Para ela, que é devota de Senhor do Bonfim há 30 anos, só foi possível chegar até metade da Colina Sagrada, a mais de 20 metros da igreja. “É uma pena tudo isso que estamos vivendo, mas em meio a milhares de mortos, a suspensão da festa é necessária. Resta a nós, que sobrevivemos, orar por proteção e por aqueles que estão doentes”.

Ambulantes tentaram furar o bloqueio no perímetro da igreja, instalando-se no local ainda na noite desta quarta-feira (13). Contudo, foram retirados do local por agentes da prefeitura.

Esta foi a primeira vez em 248 anos que cortejo da Lavagem do Bonfim não acontece. Antes da pandemia, houve apenas um episódio que houve cortejo, mas a lavagem das escadarias não foi realizada.

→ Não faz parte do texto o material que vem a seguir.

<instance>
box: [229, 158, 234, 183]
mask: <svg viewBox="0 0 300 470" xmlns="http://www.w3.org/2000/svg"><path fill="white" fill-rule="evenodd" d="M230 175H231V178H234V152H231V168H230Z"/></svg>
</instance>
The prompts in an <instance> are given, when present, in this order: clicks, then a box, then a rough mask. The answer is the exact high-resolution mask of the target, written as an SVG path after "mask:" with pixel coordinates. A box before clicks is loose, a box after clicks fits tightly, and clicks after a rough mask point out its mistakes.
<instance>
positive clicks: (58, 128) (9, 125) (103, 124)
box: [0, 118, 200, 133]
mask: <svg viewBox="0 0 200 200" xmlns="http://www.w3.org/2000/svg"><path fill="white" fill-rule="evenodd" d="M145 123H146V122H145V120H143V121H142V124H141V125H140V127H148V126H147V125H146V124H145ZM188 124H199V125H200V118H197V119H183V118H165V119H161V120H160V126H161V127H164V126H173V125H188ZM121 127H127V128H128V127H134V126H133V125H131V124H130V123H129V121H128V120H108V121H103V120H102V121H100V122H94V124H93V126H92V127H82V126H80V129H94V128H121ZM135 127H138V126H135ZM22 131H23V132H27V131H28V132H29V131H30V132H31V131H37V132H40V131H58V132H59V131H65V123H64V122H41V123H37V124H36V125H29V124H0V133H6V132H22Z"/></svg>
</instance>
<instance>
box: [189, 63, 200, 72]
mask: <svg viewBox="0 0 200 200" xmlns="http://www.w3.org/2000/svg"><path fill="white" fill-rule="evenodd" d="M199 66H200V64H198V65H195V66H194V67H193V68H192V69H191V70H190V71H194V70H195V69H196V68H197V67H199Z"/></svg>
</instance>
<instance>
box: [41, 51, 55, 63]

Em 1990, por determinação do então Arcebispo de Salvador, cardeal Dom Lucas Moreira Neves. Na época, ele impediu o acesso das baianas ao adro da Basílica, por ser contra as manifestações dos adeptos das religiões de matriz africana na igreja.

A devoção ao Senhor do Bonfim teve início no Brasil em 1745, quando o mercador de africanos escravizados Teodósio de Faria trouxe uma imagem de Portugal, onde já havia o culto ao santo, para pagar uma promessa após ter sobrevivido a uma tempestade durante a travessia pelo mar.

A tradição do cortejo começou em 1773, iniciada por romeiros e escravos que, a mando dos senhores integrantes da Irmandade do Senhor do Bonfim, limpavam e enfeitavam a igreja para a missa. Ela se repete há 248 anos.